そもそもあまり幸福な人生を送らなかった詩人が、ある月夜のごみ置き場で野良猫たちが集会してるのを見て
「猫は九生あるっていうから、次に天上へ行って新しい命が貰う猫を誰にするのか会議で決めてるんだろう。にゃーにゃー鳴いて自分の人生をプレゼンして、一番心に響いた猫に決めるんじゃないかなあ」
なんて思いついたんだろうとちょっと想像するのです。
「きっとあそこで年取ってボロボロになっている、一番悲しみの深い猫が、一番最初に癒しにたどりつけるんだろう」
なんてことを思いつつ、でも子どもむけに言葉遊びメインの楽しいナンセンス詩として書いたのかもしれない。そんなことを思うと、もうそれだけで『キャッツ』は十分いいんです。一生懸命作ってくれてさえいればどんな悪夢演出でも。

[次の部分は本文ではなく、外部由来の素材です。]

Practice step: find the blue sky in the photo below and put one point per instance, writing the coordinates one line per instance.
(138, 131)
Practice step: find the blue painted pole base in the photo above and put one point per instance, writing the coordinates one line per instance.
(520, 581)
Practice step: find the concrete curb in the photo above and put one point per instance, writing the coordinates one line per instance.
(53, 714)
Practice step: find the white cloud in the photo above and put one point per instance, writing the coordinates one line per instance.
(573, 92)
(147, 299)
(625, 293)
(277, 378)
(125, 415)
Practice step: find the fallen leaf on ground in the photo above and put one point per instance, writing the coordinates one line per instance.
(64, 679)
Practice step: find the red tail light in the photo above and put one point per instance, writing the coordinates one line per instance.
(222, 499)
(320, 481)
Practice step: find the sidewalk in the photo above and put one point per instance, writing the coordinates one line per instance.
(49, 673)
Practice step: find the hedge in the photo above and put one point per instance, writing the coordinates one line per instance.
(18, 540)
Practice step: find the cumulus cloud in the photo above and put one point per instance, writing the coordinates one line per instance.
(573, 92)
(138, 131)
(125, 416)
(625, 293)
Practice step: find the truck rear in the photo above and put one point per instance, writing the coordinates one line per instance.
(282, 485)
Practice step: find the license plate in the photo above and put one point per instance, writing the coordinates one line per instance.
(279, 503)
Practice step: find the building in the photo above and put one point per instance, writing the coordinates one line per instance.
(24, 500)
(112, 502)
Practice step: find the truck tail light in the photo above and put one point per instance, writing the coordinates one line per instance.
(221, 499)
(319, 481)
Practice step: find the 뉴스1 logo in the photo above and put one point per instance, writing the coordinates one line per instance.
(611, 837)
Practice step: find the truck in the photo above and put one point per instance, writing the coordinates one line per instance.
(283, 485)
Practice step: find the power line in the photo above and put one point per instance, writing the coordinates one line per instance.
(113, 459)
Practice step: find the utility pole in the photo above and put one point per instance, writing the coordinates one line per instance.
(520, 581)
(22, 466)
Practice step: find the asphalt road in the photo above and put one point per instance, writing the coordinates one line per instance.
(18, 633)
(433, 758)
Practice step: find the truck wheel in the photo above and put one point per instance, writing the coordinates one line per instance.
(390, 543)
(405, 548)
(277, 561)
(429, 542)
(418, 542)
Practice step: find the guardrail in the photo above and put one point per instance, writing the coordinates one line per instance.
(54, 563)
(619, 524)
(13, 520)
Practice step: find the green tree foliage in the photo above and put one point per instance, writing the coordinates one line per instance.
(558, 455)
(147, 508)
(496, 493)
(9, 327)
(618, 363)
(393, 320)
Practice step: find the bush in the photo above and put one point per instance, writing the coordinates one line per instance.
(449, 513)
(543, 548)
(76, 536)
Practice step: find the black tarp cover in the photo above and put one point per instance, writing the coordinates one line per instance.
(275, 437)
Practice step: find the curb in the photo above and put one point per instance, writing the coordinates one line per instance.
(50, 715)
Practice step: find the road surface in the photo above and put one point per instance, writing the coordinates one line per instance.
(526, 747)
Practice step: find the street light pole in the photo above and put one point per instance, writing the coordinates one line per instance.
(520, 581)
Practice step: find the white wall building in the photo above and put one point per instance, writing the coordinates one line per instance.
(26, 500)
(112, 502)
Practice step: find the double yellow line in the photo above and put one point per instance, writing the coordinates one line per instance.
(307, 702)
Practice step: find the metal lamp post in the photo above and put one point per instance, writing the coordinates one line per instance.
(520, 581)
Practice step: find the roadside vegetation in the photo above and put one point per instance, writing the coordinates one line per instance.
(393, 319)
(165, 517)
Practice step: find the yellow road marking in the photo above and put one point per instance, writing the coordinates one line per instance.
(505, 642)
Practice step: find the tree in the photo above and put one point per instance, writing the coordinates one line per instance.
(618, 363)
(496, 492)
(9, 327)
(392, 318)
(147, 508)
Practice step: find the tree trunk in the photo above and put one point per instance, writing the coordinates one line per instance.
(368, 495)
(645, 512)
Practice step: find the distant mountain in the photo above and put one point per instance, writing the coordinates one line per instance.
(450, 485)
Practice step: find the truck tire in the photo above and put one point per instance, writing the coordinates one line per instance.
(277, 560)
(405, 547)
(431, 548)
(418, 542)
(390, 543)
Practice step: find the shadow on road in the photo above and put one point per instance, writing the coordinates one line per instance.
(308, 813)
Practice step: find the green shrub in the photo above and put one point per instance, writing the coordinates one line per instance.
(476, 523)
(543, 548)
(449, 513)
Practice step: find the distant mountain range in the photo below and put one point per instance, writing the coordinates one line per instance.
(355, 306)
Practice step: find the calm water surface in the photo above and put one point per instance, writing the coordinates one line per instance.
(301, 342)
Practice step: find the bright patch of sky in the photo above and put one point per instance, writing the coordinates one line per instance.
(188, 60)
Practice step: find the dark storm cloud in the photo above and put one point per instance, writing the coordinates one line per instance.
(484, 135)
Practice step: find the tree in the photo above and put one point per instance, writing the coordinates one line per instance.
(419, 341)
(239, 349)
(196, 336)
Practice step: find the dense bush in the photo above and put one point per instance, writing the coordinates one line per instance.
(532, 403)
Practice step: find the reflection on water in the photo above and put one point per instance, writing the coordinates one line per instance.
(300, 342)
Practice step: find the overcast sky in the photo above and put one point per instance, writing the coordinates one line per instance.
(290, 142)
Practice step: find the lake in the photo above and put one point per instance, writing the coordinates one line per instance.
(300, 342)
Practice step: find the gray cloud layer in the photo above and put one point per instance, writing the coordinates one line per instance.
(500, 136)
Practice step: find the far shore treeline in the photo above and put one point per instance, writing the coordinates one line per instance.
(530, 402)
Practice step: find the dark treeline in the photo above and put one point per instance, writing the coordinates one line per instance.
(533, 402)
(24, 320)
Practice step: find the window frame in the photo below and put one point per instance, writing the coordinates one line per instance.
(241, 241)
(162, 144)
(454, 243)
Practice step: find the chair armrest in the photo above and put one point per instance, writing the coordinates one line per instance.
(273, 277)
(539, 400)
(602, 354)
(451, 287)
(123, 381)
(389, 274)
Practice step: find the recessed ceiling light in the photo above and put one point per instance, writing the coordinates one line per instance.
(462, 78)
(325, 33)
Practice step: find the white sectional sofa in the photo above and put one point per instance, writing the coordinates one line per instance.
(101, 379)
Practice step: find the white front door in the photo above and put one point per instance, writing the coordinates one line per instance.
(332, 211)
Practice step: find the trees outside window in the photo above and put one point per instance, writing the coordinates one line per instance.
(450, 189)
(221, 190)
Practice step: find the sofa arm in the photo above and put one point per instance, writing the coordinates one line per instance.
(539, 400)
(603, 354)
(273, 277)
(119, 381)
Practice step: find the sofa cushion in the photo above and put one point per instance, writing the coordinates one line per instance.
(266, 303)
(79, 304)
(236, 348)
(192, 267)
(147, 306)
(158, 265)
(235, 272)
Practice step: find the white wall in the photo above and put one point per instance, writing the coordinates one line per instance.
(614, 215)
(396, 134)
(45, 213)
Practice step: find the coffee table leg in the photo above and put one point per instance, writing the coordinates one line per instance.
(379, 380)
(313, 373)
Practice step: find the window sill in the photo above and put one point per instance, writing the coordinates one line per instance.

かくのごとく、かなり斜に構えて「ふふん、毛玉の悪夢だってわかって見に来てるんだからねっ、さてどの程度のものかやってみてごらんなさい」くらいのナメた視線で見に行ったにもかかわらず『メモリー』には、きっちり泣かされてしまったのはすごいものだな、と思いました。
映画的な流れとしては、ダメだったんです。『メモリー』を歌う老娼婦猫がそもそもどうして嫌われてるのか、とか、どんな風にのけ者にされてるのかとかがきちんと描写されないまま歌に突入してしまうから、カタルシスもなし。
役者も若すぎるからまったく哀れでもなく憔悴した感じもなく、なぜいきなりそんなに思い入れたっぷりに悲しい歌を歌い出しのか、流れにビビるくらいではあったんですが、それにしても圧巻の歌唱で全部強引に持っていく。
映画って、すごく「エモい」んだなあ、と思いました。
アップで、大音量でエモーショナルな歌を歌いあげると、流れを無視してまでも感情を全部持っていくことができてしまう。『キャッツ』自体は全然映画的なミュージカルとは思わないけれど、『メモリー』はものすごく映画向きの曲なのだ、と感じさせられました。
過剰にエモくなれてしまう、っていうのは、私はどちらかというと映画の弱点であるような気がするのではありますが、でも素晴らしかったことに関してはぐうの音も出ない。
人には全然すすめないけれど、私は普通以上に楽しんだあげくにパンフレットまで買っちゃったのでした。ラジー賞おめでとうっ!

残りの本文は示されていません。